Reidar Olsen

Personal information
- Full name: Reidar Brede Olsen
- Date of birth: 20 September 1910
- Place of birth: Fredrikstad, Norway
- Date of death: 1 September 1997 (aged 86)
- Position(s): Midfielder

Senior career*
- Years: Team / Apps / (Gls)
- 1931: Fredrikstad
- 1938–1946: Fredrikstad

International career
- 1945: Norway / 2 / (0)

= Reidar Olsen =

Norwegian footballer (1910–1997)

Reidar Brede Olsen (20 September 1910 – 1 September 1997) was a Norwegian footballer who played as a midfielder for Fredrikstad. He was capped twice for Norway. Olsen had two spells in Fredrikstad first-team squad, once in 1931 and another between 1938 and 1946, and won two Norwegian league titles and two Norwegian Cup while playing for the club. He also played bandy for Fredrikstad.

==Career==
Olsen was born in Fredrikstad, and made his debut for Fredrikstad FK in 1931. After an injury sidelined him, he started to play for Fredrikstad FK's bandy team. He scored two goals in the first ever bandy match played in Fredrikstad in 1935 and was a part of the Fredrikstad-team that won the district championship (Kretsmesterskap) in bandy in 1936.
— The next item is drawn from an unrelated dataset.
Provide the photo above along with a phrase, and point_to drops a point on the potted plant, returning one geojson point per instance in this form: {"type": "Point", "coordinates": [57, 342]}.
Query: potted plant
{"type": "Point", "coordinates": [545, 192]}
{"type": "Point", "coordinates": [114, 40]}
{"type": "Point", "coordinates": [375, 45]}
In 1938, Olsen was back in the first-team squad of Fredrikstad's football department, and won both the 1937–38 League of Norway and the 1938 Norwegian Football Cup. Olsen was also a part of the team that won the Norwegian league during the 1938–39 season and the Norwegian Cup in 1940. In the 1940 Norwegian Cup Final against Skeid, Olsen was named as one of Fredrikstad's best players along with Gunnar Andreassen by Fredriksstad Blad.

No organized football was played between 1940 and 1945, because of the Second World War. Olsen was at that time involved in the Norwegian resistance movement Milorg. After the war was over, the Norwegian national team was meeting Denmark in a friendly match, which was dubbed "the independence match". The Football Association of Norway decided to primarily call-up players from the reigning Norwegian Cup champions, Fredrikstad. Six Fredrikstad-players started the match, and Thorleif Larsen, Bjørn Spydevold, Kjell Moe and Olsen made their international debut. Aged 34 years, 11 months, Olsen is the second oldest player ever to have made the debut for the Norwegian national time; Kjell Moe who was almost one year his senior and played in the same match being the oldest. Olsen made another appearances for the national team in the 10–0 loss against Sweden in Stockholm in October 1945.

Olsen played all three matches against Lyn, when Fredrikstad lost the 1945 Norwegian Football Cup Final. After his retirement, Olsen was head coach of Østsiden IL between 1948 and 1951, and in 1954. He was also head coach of Fredrikstad in 1963.

==Personal life==
Olsen's brother, Ivar, was playing as a goalkeeper when Fredrikstad won their first-ever Norwegian Cup in 1932. Reidar Olsen died in 1997.